DF: And the names you mentioned, those are names of different characters?

TI: They are famous shoguns. Well in 1936, my father moved again to an area called Helvetia meaning Switzerland, and we rented a large acreage of sixty acres from a Swiss Issei, Ruffner, Fred Ruffner. And we had a very good luck year, and my father harvested a bumper crop of strawberries which amounted to five tons per acre which was unheard of because the average was around two, two and a half tons. In 1939, because we increased our acreage to seventy acres and because they were so busy, I had to drop out of school. I had attended University of Oregon in 1938 for one year. And at that time, my father suggested that I enroll as a pre-law major, and so I did. But of course, the first year or two in college is pretty much general course. But in 1939 as I say, we were so busy that I was, I had to drop out of school to help, and the big problem was to obtain labor, berry pickers.

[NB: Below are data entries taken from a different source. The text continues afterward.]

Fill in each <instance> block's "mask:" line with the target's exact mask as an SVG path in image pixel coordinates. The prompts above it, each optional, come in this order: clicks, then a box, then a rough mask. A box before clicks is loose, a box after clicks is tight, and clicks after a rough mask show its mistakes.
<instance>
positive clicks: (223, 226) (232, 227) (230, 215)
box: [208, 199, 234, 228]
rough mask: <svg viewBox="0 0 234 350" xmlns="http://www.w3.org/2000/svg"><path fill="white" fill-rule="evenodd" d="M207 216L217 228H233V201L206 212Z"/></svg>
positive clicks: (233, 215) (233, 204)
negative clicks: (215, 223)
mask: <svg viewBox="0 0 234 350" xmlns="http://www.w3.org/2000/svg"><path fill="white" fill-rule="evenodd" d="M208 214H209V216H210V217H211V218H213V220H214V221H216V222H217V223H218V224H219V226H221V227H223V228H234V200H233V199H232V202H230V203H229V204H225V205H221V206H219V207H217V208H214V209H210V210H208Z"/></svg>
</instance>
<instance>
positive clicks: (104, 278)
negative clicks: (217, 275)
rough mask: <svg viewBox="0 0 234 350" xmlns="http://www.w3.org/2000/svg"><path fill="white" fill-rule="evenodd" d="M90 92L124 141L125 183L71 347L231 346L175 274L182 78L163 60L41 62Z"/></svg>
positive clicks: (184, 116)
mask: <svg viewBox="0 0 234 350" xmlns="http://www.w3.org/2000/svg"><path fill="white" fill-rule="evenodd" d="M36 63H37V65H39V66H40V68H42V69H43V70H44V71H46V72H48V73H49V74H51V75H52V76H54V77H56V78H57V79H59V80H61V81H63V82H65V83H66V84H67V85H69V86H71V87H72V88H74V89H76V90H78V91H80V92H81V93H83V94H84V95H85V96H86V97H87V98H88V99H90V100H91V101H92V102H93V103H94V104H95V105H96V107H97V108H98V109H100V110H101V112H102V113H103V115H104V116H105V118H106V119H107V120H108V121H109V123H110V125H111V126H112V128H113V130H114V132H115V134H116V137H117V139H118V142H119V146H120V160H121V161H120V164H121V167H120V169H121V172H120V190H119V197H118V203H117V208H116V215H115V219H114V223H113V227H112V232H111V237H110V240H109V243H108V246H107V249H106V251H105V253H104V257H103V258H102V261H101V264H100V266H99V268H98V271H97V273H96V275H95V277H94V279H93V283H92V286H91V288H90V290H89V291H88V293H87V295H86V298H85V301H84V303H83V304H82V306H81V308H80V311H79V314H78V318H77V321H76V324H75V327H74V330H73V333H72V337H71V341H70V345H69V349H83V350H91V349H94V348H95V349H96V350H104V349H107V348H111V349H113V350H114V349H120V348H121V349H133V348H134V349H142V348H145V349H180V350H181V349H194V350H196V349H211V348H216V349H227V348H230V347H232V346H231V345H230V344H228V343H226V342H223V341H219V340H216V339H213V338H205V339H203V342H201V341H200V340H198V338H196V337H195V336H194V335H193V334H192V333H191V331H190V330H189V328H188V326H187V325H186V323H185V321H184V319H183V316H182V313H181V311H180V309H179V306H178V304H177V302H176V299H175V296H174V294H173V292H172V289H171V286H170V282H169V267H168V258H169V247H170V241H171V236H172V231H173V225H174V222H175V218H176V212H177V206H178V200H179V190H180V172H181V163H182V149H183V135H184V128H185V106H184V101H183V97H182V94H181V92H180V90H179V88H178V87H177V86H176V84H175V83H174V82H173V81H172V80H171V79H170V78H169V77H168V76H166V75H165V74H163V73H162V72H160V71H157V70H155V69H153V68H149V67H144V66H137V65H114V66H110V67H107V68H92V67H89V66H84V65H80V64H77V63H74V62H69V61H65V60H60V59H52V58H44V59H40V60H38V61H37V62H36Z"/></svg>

And I don't recall where I got this lead, but I went up to Vancouver Island, Canada, and contacted an Indian tribe at a place called Nanaimo, and I met the chief and made arrangements to bring the tribe down to our farm. So I had to make arrangements for approximately 150 people to travel down to Victoria by bus and then by ferry to Seattle and then by train to Portland and then by bus and truck out to our farm. And we had already had a berry camp where we had what we call bunkhouses. But of course, the bulk of the camp was made up of tents, and we had to supply wooden stoves, water facilities, and so on. And the Indians, of course, their diet consisted mainly of salmon, and so I had to find a source for them, and there was a fish cannery. I believe it was in Washougal, Washington, and I would go over there every several days and get huge, large boxes of salmon head which were being discarded, and of course, the Indians thought this was the best, and so we got along very well. At the end of the season, harvest season, I took them back again the same route back to Nanaimo, and this was quite a learning experience for me because I was only eighteen or seventeen.